二.二六事件と昭和天皇

 二.二六事件のときの蹶起軍に対する昭和天皇の揺るぎのない対応については、昨年11/27に亡くなった評論家・思想史家、松本健一氏の『三島由紀夫二・二六事件』(文春文庫)の次の記述で、あるイメージをもっていた。
……二・二六のさい、天皇は「デクノボー」でなく、むしろ蹶起軍を「反乱軍」だと明確に処断する意思をもっていたのは天皇だけであった(これに、石原莞爾を加えてもいい)。しかし、北一輝にとっては、国家支配の「機関」であるはずの天皇が、みずからその一人の意思を表わすはずがないとおもえたのである。そこに、北の意思を超えた歴史のパラドックスが顕われてくるわけだ。……(p.72)
 ところが本日の電子版「日本経済新聞」寄稿、筒井清忠帝京大学教授の「クーデター阻止した意外な人物 二.二六事件研究 」によれば、天皇の断固たる姿勢を支えたブレーンが存在したとのことである。
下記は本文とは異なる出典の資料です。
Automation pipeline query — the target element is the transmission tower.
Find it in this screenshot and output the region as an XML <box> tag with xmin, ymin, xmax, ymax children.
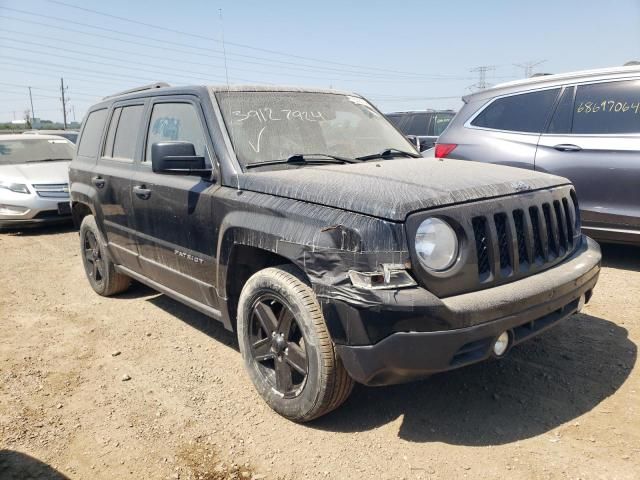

 http://www.nikkei.com/article/DGXMZO83600550U5A220C1000000/
           (『「日本経済新聞」2/26「歴史豆知識」』)
……しかし、その昭和天皇は終始鎮圧の姿勢を変えなかった。当時まだ34歳、若き君主の方針を支えたのは誰だったのか。筒井教授は意外な人物の名をあげる。軍部に近いと言われ、戦後はA級戦犯として裁かれた木戸幸一内大臣(事件当時は内大臣秘書官長)だ。これまでは軍国主義の台頭を阻止するどころか、逆に促したひとりとみられており、一般的に木戸氏の歴史評価は芳しくない。対米開戦につながった東条英機首相を実現させたのも木戸氏だ。しかし二.二六事件では「見事な対処策を起案した」と筒井教授は評価する。木戸氏は天皇の方針を2点に絞った。暫定内閣を許さないことと、反乱の断固鎮圧である。……
 さらに驚いたのは、松本氏も蹶起軍を「反乱軍」として対処した人物としている石原莞爾は、むしろ好意的な立場であったとしていることである。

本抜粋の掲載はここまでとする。